While this is deeply disappointing to me and to many others within the Church, I and others am resolute in our desire to find a way forward in achieving equity for all couples seeking the solemnization of their marriages in the Church while at the same time providing for those whose consciences prevent them from participating in marriage or blessing liturgies for same-sex couples. This was the intention of the resolution to change the Marriage Canon; and it remains my intention.
I’m very sorry for the pain this decision has caused and will cause both to members of the LBGTQ community and to those of us who count ourselves as their family members and friends. If it is any comfort at all, please know that the majority of those of us at General Synod very much wanted the resolution to pass.
What I intend to do is the following:
Together with our delegates to Synod, I will consult with a broader circle in our diocese—with our Regional Archdeacons and the Executive Archdeacon, with our Regional Deans, with the Dean of our Diocese (who is also a delegate) and with our Chancellor—about what we discern God is calling us to do going forward in our diocese. At the same time, I will be in touch with our own Archbishop as we do our discernment work.
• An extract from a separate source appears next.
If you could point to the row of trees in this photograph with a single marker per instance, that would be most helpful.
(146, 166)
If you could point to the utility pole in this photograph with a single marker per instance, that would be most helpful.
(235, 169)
I am personally committed to supporting couples who desire to make baptismally-grounded, community-supported, lifelong, monogamous commitments to one other within the context of the Church. After listening to some of the discussion at General Synod 2016, I need to add my equal commitment to advocate for diverse ways of interpreting Holy Scripture as it informs the Church’s actions in such matters.
Take heart. This is not over. We have continuing discernment work to do together.
Even as many of us grieve this decision and its consequences, I invite us all to pray for the LGBTQ people of our Church, to pray for those with whom we agree and with whom we disagree on this issue, and to pray for the continued companionship of the Holy Spirit in all our discussions and actions.